Lord Kakkar
Main Page: Lord Kakkar (Crossbench - Life peer)Department Debates - View all Lord Kakkar's debates with the Cabinet Office
(6 years, 10 months ago)
Lords ChamberMy Lords, I thank the Leader of the House for the thoughtful way in which she introduced the debate and the noble Baroness, Lady Smith of Basildon, and the noble Lord, Lord Newby, for having achieved an important degree of consensus on some important principles. They are that it is of course absolutely essential, and the duty of the your Lordships’ House, to scrutinise very thoroughly the legislation before us, which will have an ongoing and fundamental impact on the rights and lives of our fellow citizens for many generations to come, but at the same time that your Lordships’ House should not, and probably will not, use the Bill to in any way undermine the authority and primacy of the House of Commons. We have the right of course to revise and to ask the other place to think again, both about issues that it has already considered and about the many issues in the Bill that it has not properly scrutinised, but it would be completely wrong ultimately to frustrate the will of the other place in any way.
In the context of those simple principles, I will touch on two areas, although there are of course many that will require important scrutiny. The first deals with regulations that are important to our national interest—in this regard, regulations that relate to the question of clinical trials. In so doing, I declare my interests as a professor of surgery at University College London, director of the Thrombosis Research Institute and an active biomedical researcher.
The current clinical trials directive, which has been transposed into domestic legislation, has been much criticised because it is considered to have thwarted and undermined in many ways the ability of our country to perform clinical research at the most efficient level. As a result, quite rightly, new clinical trials regulation has been considered and developed. Our own research community made substantial contributions to the development of that regulation, and it is a much better piece of legislation. That is recognised to be a good thing. It was due to be adopted across the European Union in October 2018, but there has been a delay to its adoption and it will now not be applied until later, in 2019.
As a result, the legislation that deals with the conduct of clinical trials, which is vital to delivering healthcare in our country and to our life sciences industry, will be retained legislation with the current directive. As far as I can see, there is no mechanism for a regulation that has been agreed but not yet applied across the European Union on the day of exit to be dealt with under the Bill.
I therefore ask Her Majesty’s Government how they will deal with that question, which is of considerable importance. There may be other areas where we, in our national interest, have agreed or will in the coming months agree regulations that will not be applied by the Union by the time of our exit from the European Union. As far as I can see, the Bill does not deal with that.
Clause 6(2) deals with the regard that courts and tribunals should give to the development of European law which, at the time of exit, has become retained European law but which is further developed thereafter by the European Court of Justice.
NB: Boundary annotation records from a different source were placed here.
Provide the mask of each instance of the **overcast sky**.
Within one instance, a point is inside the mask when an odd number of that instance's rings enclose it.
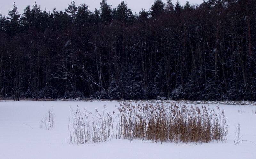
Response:
[[[186,4],[187,0],[179,0],[179,1],[182,5]],[[80,5],[80,4],[84,3],[88,6],[89,9],[91,11],[94,11],[95,8],[99,9],[100,5],[100,2],[102,0],[75,0],[75,4],[77,6]],[[47,11],[50,10],[50,12],[52,12],[54,7],[56,8],[56,10],[59,11],[61,10],[65,11],[65,9],[68,7],[68,4],[70,2],[73,2],[73,0],[1,0],[0,3],[0,12],[2,15],[5,15],[5,17],[9,16],[8,15],[8,10],[11,10],[13,8],[13,4],[14,2],[16,3],[16,5],[18,8],[18,11],[19,13],[22,15],[25,8],[28,5],[30,5],[32,8],[32,6],[35,4],[35,1],[36,2],[37,6],[40,6],[41,9],[42,11],[46,8]],[[107,3],[108,5],[112,5],[112,8],[113,9],[117,7],[118,4],[120,4],[122,0],[107,0]],[[154,0],[126,0],[124,1],[127,3],[128,8],[132,10],[133,14],[135,12],[139,14],[139,12],[141,10],[142,8],[144,8],[146,10],[149,11],[151,5],[153,4]],[[176,0],[173,0],[172,2],[175,4]],[[189,4],[200,4],[203,2],[203,0],[189,0]],[[162,1],[165,3],[166,0],[162,0]]]

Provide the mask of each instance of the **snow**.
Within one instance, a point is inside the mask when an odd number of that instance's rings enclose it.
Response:
[[[0,158],[234,159],[256,157],[256,146],[252,142],[256,143],[256,114],[252,113],[256,110],[255,105],[218,105],[220,110],[224,109],[228,122],[228,138],[226,143],[161,144],[112,138],[106,143],[69,144],[68,139],[70,107],[76,110],[78,106],[81,111],[85,108],[92,113],[97,108],[100,113],[106,104],[108,112],[114,111],[117,113],[115,106],[118,106],[119,104],[117,101],[0,101]],[[216,109],[217,105],[210,104],[209,107]],[[55,114],[54,128],[49,130],[40,129],[40,122],[52,106]],[[245,113],[238,113],[239,109]],[[240,137],[242,136],[240,141],[243,141],[235,145],[236,126],[238,124],[240,124]]]

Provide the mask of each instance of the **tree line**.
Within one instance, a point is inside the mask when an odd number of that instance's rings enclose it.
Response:
[[[0,14],[0,98],[256,99],[256,1]]]

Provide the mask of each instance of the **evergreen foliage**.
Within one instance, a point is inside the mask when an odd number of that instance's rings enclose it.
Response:
[[[256,100],[256,1],[0,14],[0,98]]]

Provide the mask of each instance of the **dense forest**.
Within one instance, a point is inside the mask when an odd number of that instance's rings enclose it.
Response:
[[[0,99],[256,100],[256,1],[100,6],[0,15]]]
Here I declare my interest as chairman of the Judicial Appointments Commission. The Bill proposes that the courts and tribunals do not have to take account of the further development of law beyond the time of exit, but they may do so if they think it appropriate. That seems a confusing and dangerous proposition.
Inevitably, and quite rightly, the European Court of Justice will continue to develop its law with the interests of the European Union, both political and economic, firmly in mind. Those issues may be quite different to our national interest, but the Bill proposes to leave the judiciary to make the decision about whether they should pay attention to this matter and what weight they should give to it—that is, the development of law beyond the time of exit from the European Union. As your Lordships’ Constitution Committee identified, that risks drawing the judiciary into areas of political controversy. Parliament has rightly taken the view that there should be a separation of powers, that Parliament is sovereign, that Parliament is responsible for matters of political policy and for the establishment of statute and that it is for the courts thereafter to interpret the law and apply it.
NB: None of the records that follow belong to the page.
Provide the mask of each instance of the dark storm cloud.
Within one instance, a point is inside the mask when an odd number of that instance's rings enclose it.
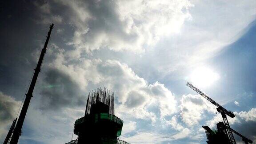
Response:
[[[16,111],[18,104],[13,99],[0,92],[0,123],[14,118],[15,113],[18,112]]]
[[[79,85],[69,76],[56,69],[50,69],[44,79],[45,86],[42,95],[42,110],[58,109],[85,104],[85,95],[82,95]]]

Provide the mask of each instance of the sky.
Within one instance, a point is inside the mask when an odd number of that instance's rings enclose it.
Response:
[[[256,141],[256,1],[0,2],[0,143],[54,27],[19,144],[64,144],[89,92],[115,93],[120,139],[132,144],[205,144],[216,107]],[[77,137],[74,135],[73,139]],[[235,136],[238,143],[241,140]]]

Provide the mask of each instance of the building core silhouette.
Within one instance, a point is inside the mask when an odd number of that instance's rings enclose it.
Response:
[[[123,123],[115,116],[114,93],[98,88],[88,95],[84,116],[76,120],[77,139],[66,144],[129,144],[118,138]]]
It therefore seems wholly counterintuitive for this Parliament to take the judiciary—an important part of our constitution—to a place where it may be drawn into political controversy, as a result of which there may be a loss of confidence in our independent judiciary and a loss of morale. That would be a terrible consequence of departure from the European Union and, as the Constitution Committee rightly identified, it is a matter that needs to be carefully scrutinised. The committee identified a potential solution—there may be others—but clearly it is a matter that your Lordships’ House will need to consider in detail and potentially ask the other place to consider once again its position on this matter.